Since the Aug. 11 surprise devaluation of the Chinese yuan, and the follow-on Aug. 24 “black Monday” Shanghai market sell-off, forex traders have had to be more cognizant of the impact of Chinese currency and Shanghai market movements. Chinese market sell-offs are becoming nearly routine occurrences and the prospects of further sell-offs are high in the coming year as uncertainty related to Chinese economic growth endures. The weakness in the Chinese economy continues to create market uncertainly as forecasts of Chinese GDP are trending lower. The World Bank forecast that Chinese GDP for 2016 would be at 6.7%, in contrast to 6.9% in 2015 may be optimistic. This slowdown has led to further devaluation of the yuan. China now faces the possibility that the USD/CNY pair will further weaken to the 7 -7.5 range and at those levels it will spill over to the financial and currency markets. The challenge to the forex trader is how to best trade and profit from these events. Based on market reactions to the Shanghai Composite Index sell-offs, the best currency pair to trade is USDJPY.

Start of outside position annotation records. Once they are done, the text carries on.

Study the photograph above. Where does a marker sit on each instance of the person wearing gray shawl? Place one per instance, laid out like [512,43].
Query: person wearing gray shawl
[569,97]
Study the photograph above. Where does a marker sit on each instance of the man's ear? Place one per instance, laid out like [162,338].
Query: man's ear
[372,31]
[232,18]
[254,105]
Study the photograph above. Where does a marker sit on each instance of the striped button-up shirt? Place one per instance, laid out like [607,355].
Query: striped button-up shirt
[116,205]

When the Shanghai Composite Index (SCHOMP) sells off, there is usually an immediate safe-haven response in the markets. This can be seen in the USDJPY’s price reaction. The yen strengthens as fear generates a risk aversion mood and capital goes to the yen (see “Safe haven”).
When the Shanghai Index resumes an upward direction, markets interpret it by selling yen and buying dollars. So the first trading directional decision in responding to Shanghai index sell-offs is to follow the crowd. Those momentum traders that are watching the Shanghai Index movements should be looking to sell USDJPY in the spot market. U.S. traders get the added benefit of being able to trade this co-movement in the evening. The opportunity to play the Chinese market continues into the next morning when the U.S. markets open. Herein the co-movements between the Shanghai Index, the S&P 500 and USDJPY require a careful watch on the price action. The USDJPY tends to move in a similar direction to the S&P, reflecting a risk aversion spillover from the previous night’s China market action.

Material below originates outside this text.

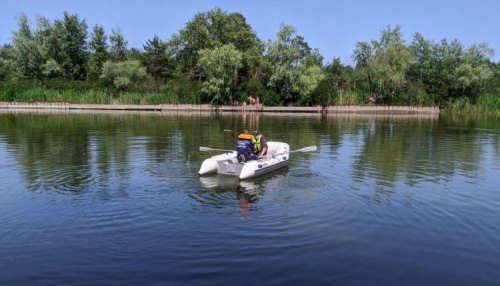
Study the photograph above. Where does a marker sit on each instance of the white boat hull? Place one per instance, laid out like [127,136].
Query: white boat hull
[210,166]
[226,164]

Beyond using a momentum trading tactic, an alternative trading response to a sudden and unexpected weakening of the USDJPY in reaction to the Shanghai sell-off would be to wait for new lows to be established and then play a Fibonacci bounce-back. If the price action goes beyond the 50% Fibonacci retracement level, the retracement forces are likely to continue recovery. In a sense, trading the Shanghai Index and yuan weakness follows a classical reaction-diffusion model. The initial sell-off takes the markets by surprise, and then the diffusion of the information leads to set ups for a bounce-back.
Beyond trading the USDJPY, traders also should consider looking closely at the Mexican peso. Like the yen it often correlates with the Shanghai Index. A weaker Chinese yuan makes Mexican exports less competitive. If the yuan continues to weaken and starts probing the 7 to 7.5 price range, there will be huge pressure on the Mexican central bank to weaken the peso.
It is hard to access the Chinese market directly but there are many proxies you can use to take advantage of the current volatility surrounding China.